Prior to the pandemic, many U.S. states had laws imposing fines and punishment for masking.  Most anti-masking legislation had been created as a countermeasure against Ku Klux Klan marches. For example, in Ohio, the 1953 “anti-disguise” law, written to deter Ku Klux Klan demonstrations, could likely now be used to apply felony charges to protesters who are masked. 

Canada and the U.K. have laws restricting masks from being worn in protests or riots. In the U.S., masking laws vary by state; in several states, it is an offense to wear a mask with the intent to harass or intimidate another person.

There are appropriate uses for masks, such as for safety in a professional context — including, for example, journalists covering a story that could put their safety at risk, or protection of individuals with compromised immune systems. Also, masks have been used throughout history to preserve the anonymity of individuals who are speaking out against oppressive regimes, and these individuals legitimately need protection from potentially fatal consequences of a regime’s suppression of dissent.

But in the U.S., this does not apply to individuals who deliberately threaten and intimidate others while hiding behind masks.
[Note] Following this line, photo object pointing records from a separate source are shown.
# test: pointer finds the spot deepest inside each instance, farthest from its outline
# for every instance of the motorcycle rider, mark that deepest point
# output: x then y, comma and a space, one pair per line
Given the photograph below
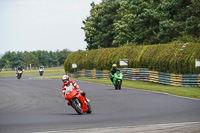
70, 83
113, 71
19, 69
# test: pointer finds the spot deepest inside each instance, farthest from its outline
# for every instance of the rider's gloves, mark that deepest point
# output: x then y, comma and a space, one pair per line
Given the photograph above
63, 93
78, 90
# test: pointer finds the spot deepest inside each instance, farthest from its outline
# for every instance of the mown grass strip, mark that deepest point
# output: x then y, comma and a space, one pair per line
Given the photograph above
192, 92
47, 71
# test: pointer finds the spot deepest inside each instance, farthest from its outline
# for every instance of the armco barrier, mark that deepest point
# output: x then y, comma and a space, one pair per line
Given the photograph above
176, 79
190, 80
88, 73
164, 78
143, 74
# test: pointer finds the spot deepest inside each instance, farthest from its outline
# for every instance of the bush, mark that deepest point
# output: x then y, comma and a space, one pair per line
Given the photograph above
175, 58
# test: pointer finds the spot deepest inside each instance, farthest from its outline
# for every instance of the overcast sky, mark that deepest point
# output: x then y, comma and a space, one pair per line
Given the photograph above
30, 25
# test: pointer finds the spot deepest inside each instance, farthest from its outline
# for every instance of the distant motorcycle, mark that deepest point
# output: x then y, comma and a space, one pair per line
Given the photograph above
19, 74
77, 101
117, 80
41, 71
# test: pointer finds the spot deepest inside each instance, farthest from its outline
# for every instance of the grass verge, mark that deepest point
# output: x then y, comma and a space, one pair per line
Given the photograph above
192, 92
47, 71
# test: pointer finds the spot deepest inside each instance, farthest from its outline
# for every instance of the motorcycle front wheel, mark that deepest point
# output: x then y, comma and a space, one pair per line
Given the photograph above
89, 108
76, 104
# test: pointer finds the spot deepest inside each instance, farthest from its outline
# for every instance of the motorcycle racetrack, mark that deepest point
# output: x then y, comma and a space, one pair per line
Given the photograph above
36, 105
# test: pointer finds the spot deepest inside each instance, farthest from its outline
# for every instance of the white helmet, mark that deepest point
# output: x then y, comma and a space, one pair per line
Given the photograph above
65, 79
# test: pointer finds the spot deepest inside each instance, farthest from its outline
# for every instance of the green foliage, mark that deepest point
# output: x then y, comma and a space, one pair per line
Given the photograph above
173, 58
35, 58
114, 23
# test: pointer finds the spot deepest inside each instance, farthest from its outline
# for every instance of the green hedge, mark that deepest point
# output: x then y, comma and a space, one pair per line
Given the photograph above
172, 58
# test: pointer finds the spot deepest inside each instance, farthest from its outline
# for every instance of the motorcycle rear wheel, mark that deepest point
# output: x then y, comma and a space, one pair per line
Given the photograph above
77, 106
89, 108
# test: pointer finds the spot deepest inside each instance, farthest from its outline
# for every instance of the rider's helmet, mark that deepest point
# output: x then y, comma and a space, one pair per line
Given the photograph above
65, 79
114, 66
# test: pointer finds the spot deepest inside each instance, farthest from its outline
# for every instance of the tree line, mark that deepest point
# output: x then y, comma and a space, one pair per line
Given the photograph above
35, 58
114, 23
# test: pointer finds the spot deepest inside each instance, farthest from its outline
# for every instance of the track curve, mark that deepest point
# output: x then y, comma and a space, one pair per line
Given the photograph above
36, 105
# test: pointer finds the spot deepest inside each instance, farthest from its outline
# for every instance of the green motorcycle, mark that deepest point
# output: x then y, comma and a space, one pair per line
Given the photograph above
117, 80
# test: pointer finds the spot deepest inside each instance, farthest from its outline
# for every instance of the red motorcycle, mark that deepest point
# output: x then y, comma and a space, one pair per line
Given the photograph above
77, 101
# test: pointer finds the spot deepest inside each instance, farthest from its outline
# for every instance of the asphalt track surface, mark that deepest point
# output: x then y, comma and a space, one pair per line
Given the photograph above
36, 105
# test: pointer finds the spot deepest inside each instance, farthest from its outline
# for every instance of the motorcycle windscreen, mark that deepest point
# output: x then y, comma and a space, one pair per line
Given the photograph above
70, 92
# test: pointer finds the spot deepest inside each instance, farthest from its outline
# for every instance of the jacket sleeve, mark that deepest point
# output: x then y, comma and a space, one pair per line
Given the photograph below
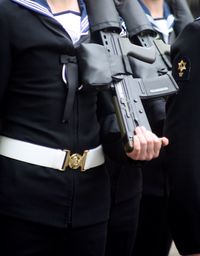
182, 122
5, 54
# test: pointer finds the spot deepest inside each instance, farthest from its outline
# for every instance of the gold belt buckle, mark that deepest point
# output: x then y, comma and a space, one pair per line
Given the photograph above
74, 161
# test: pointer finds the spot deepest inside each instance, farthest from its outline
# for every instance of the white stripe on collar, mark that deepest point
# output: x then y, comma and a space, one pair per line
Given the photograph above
34, 6
37, 7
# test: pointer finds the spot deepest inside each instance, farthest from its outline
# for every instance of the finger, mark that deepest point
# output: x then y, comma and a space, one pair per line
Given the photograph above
150, 143
164, 141
139, 133
135, 153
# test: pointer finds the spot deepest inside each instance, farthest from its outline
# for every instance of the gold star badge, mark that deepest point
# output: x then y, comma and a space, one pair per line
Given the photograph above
181, 68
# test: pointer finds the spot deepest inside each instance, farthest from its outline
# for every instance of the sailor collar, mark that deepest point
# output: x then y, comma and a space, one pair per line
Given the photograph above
42, 7
167, 15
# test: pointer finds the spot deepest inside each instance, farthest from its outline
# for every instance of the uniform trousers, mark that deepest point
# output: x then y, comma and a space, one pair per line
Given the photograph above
153, 235
122, 227
24, 238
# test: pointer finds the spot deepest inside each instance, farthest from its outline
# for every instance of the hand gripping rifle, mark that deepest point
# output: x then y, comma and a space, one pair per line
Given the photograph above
109, 63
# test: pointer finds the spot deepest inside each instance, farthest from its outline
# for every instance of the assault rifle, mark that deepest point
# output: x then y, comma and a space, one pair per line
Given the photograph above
120, 52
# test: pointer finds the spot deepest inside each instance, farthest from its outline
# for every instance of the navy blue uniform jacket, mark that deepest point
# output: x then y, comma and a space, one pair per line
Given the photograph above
32, 102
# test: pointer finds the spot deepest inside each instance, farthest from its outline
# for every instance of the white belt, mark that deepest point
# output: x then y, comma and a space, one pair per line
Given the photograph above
49, 157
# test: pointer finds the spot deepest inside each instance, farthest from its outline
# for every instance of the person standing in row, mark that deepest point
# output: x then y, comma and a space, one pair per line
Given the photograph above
153, 236
182, 158
54, 188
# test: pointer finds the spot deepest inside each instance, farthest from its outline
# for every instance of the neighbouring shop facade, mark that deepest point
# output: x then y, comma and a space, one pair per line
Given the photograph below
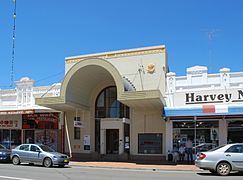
205, 108
111, 104
21, 121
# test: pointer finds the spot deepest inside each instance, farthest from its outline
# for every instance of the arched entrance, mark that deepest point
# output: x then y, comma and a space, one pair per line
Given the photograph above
110, 124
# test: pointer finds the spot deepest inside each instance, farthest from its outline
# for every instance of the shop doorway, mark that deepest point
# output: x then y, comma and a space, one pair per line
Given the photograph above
10, 138
112, 141
235, 132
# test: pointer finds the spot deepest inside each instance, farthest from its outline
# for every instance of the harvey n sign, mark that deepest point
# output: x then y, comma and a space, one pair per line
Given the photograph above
224, 96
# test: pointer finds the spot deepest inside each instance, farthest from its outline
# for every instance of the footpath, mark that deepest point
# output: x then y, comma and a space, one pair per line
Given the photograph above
130, 165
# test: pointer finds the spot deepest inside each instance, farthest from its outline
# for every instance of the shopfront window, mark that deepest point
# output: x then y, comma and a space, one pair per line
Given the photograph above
10, 138
150, 143
204, 134
41, 128
235, 131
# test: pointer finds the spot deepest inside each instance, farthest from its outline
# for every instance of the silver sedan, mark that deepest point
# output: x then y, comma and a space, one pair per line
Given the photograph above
222, 160
38, 154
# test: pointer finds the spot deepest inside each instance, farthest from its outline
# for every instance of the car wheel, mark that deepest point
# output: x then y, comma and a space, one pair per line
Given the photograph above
16, 160
47, 162
213, 171
223, 169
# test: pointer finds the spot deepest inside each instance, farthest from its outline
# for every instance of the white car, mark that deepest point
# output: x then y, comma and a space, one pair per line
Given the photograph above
38, 154
222, 160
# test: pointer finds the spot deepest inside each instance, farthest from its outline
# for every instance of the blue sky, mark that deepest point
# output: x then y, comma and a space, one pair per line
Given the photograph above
47, 31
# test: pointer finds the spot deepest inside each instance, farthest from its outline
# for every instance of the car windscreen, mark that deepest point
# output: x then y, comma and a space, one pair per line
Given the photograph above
216, 148
2, 147
46, 148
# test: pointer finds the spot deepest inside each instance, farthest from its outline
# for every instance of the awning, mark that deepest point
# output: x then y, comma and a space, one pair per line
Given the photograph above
204, 110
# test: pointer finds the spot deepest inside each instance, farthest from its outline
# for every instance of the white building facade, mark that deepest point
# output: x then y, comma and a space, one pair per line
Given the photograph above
112, 104
206, 108
22, 121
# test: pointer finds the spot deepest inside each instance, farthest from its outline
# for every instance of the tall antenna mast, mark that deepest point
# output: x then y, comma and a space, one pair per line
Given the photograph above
13, 46
210, 36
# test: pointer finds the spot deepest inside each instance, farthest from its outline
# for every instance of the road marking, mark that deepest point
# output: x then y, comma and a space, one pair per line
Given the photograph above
8, 177
136, 169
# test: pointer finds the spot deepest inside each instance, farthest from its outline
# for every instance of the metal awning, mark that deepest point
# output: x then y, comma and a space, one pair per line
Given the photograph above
203, 110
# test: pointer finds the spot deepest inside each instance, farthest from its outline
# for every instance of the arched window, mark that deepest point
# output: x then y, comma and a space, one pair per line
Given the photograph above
107, 105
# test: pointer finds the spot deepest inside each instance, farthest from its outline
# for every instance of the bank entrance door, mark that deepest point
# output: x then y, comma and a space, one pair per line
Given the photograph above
112, 141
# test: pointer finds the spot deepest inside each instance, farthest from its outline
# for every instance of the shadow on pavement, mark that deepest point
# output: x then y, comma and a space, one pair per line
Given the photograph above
214, 174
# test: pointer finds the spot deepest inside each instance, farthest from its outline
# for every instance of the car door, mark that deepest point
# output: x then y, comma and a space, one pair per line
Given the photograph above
23, 153
234, 154
34, 154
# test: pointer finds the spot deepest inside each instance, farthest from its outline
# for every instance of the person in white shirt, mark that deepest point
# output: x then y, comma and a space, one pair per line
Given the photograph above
182, 152
189, 150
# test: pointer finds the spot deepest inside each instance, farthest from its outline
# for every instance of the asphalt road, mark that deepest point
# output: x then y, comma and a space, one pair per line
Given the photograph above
27, 172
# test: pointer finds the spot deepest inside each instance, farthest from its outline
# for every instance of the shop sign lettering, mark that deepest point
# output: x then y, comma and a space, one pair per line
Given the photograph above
9, 124
194, 98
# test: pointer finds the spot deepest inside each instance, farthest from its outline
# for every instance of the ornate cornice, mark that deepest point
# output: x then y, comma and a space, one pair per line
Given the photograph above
117, 54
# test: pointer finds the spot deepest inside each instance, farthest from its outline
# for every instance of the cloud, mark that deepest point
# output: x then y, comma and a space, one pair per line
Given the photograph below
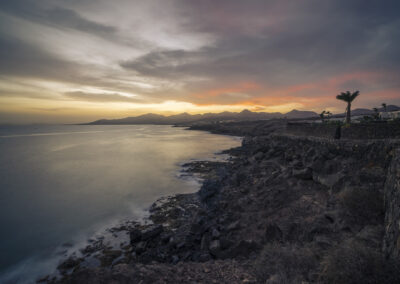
55, 17
100, 97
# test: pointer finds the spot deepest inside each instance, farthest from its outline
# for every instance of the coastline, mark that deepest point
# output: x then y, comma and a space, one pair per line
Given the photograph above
281, 210
111, 245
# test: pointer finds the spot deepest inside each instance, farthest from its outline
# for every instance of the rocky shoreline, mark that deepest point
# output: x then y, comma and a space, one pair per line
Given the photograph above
284, 209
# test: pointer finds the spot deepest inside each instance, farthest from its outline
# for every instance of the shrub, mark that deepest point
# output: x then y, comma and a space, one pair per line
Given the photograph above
354, 263
284, 264
365, 204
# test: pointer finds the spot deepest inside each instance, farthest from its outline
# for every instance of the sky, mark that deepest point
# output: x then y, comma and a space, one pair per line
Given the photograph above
68, 61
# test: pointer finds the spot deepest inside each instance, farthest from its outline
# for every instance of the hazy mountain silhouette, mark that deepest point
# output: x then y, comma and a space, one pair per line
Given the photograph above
244, 115
183, 118
366, 111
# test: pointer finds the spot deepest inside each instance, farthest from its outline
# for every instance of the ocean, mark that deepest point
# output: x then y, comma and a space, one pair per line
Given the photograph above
60, 184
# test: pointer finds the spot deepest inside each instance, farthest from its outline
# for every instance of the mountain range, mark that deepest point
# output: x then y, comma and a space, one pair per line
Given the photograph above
244, 115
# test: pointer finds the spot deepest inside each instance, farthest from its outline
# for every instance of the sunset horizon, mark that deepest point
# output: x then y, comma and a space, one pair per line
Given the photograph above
68, 62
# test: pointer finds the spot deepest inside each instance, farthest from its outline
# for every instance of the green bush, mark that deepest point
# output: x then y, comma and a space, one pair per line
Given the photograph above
354, 263
365, 204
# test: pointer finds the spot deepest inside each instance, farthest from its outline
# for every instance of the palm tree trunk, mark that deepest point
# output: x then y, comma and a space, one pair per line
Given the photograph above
348, 113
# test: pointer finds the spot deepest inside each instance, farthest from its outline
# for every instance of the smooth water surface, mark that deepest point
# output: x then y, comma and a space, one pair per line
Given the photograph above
61, 182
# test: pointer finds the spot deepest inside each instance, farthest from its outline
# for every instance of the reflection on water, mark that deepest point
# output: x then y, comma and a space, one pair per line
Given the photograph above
60, 182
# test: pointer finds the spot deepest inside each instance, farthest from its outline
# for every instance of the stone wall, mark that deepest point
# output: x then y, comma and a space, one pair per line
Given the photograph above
311, 129
354, 131
371, 131
391, 245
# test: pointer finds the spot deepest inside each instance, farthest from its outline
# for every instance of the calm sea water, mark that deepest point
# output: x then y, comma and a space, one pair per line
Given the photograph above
59, 183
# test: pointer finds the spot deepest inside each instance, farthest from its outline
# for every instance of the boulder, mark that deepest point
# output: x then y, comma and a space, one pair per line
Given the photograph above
215, 248
135, 235
151, 232
273, 233
305, 174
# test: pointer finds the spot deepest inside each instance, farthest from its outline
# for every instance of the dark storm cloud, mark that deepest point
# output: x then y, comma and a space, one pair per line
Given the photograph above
96, 97
19, 58
282, 42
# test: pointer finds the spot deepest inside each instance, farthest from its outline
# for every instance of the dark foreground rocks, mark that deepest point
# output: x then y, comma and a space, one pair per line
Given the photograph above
286, 209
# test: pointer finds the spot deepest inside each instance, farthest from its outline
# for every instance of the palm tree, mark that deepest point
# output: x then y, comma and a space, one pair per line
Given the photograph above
348, 97
322, 115
384, 107
376, 113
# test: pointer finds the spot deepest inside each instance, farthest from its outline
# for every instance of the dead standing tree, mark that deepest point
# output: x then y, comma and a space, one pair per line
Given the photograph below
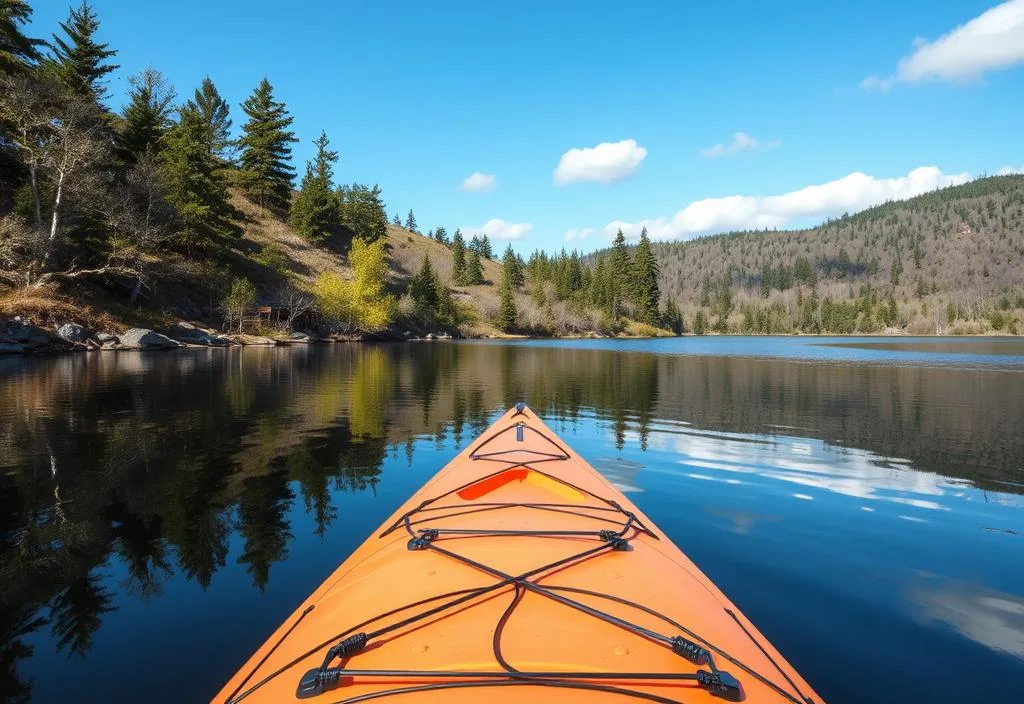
61, 140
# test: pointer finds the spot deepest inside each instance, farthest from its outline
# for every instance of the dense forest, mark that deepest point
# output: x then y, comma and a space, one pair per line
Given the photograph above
162, 210
948, 261
185, 207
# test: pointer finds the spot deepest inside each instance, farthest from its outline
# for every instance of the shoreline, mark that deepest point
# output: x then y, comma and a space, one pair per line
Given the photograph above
19, 338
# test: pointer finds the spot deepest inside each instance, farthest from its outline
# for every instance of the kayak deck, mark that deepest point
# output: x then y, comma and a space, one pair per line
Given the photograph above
517, 571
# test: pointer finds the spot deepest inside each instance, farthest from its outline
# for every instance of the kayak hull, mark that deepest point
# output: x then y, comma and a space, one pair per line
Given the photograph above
517, 571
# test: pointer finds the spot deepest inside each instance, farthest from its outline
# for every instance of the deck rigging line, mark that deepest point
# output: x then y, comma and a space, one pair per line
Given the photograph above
686, 644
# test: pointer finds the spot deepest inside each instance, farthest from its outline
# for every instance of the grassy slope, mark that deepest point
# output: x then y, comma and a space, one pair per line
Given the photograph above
406, 253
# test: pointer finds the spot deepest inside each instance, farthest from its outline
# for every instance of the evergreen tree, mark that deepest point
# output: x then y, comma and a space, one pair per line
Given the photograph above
458, 258
621, 273
431, 297
700, 323
645, 292
507, 313
474, 268
146, 117
266, 174
17, 52
316, 211
512, 268
78, 59
214, 114
424, 287
673, 317
196, 180
364, 212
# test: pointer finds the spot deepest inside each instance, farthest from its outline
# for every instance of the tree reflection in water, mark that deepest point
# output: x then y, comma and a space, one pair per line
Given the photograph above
146, 465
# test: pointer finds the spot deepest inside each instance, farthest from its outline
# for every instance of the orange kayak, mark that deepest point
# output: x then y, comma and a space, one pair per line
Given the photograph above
517, 573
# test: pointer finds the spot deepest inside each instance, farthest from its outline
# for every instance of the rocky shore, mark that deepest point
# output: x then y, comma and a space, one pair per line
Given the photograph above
22, 337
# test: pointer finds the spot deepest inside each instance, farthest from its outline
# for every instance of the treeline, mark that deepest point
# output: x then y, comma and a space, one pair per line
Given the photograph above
119, 198
564, 294
943, 262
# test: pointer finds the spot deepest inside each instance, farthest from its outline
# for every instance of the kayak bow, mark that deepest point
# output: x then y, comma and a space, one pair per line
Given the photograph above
517, 567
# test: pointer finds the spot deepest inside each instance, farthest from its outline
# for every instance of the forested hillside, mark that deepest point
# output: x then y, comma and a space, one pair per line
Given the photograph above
951, 261
178, 207
182, 206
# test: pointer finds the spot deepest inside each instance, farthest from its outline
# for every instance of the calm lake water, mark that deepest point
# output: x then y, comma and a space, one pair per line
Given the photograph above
861, 500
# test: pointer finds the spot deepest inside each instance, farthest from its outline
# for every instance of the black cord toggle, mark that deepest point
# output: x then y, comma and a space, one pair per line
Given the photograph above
616, 540
423, 540
721, 685
689, 650
316, 682
350, 646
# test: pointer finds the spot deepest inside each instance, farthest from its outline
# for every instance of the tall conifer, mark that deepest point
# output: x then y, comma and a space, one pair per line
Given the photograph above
146, 117
474, 268
266, 172
78, 59
458, 258
316, 211
214, 114
645, 291
620, 273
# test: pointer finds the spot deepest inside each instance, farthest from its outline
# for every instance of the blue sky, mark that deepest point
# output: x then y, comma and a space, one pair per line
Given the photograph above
583, 117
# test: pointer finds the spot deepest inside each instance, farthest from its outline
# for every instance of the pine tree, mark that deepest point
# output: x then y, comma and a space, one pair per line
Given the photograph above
620, 274
77, 59
431, 297
474, 268
458, 258
424, 288
146, 117
364, 212
645, 292
700, 323
512, 267
214, 113
266, 174
673, 317
196, 180
316, 211
17, 51
507, 313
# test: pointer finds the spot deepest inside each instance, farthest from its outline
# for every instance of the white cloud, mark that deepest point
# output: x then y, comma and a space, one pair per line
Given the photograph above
740, 142
605, 163
991, 41
579, 234
850, 193
478, 181
500, 229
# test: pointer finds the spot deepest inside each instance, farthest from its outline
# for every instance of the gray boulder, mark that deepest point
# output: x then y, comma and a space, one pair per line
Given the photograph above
142, 339
25, 334
72, 332
189, 334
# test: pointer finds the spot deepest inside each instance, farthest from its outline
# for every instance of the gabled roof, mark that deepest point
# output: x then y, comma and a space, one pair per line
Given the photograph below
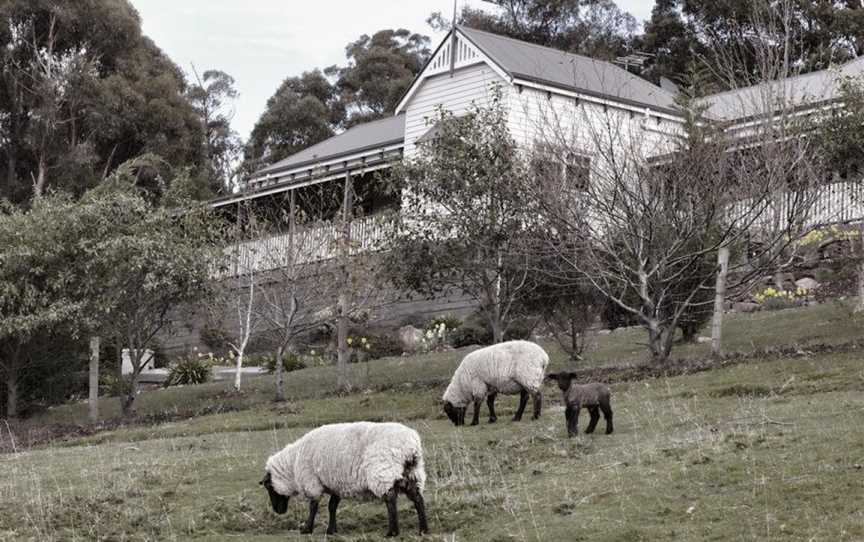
801, 90
369, 135
526, 61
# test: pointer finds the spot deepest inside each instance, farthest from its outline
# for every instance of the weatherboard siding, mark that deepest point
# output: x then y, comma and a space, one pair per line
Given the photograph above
536, 116
471, 84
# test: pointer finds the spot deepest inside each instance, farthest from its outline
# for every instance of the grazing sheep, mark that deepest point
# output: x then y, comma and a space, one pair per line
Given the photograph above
509, 368
349, 460
594, 396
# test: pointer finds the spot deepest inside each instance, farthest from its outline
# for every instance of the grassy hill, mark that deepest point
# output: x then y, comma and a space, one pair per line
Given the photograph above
768, 449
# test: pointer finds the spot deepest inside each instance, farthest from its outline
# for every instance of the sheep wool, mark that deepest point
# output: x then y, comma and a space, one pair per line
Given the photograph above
349, 459
507, 368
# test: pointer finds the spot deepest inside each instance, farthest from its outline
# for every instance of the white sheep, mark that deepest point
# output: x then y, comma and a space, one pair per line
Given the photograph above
511, 367
593, 396
349, 460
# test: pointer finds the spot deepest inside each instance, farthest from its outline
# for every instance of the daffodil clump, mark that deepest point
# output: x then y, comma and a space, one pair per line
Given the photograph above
772, 298
435, 337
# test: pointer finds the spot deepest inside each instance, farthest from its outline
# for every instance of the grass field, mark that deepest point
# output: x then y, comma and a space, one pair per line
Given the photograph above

Many organizations advocate for support of individuals engaging in “peaceful” protests, but the tenor and intent of the past year’s protests have been far from peaceful.

Protesters claim that they wear masks for fear of being “doxxed” or having their identities exposed. But isn’t protesting an expression of one’s identity? When people stands up for what they believe in, shouldn’t they also take responsibility for doing so? 

Let us promote the power of speech, and let us not mask the power of intimidation.

Elyse R. Park, Ph.D., MPH is a professor of psychiatry and medicine at Harvard Medical School.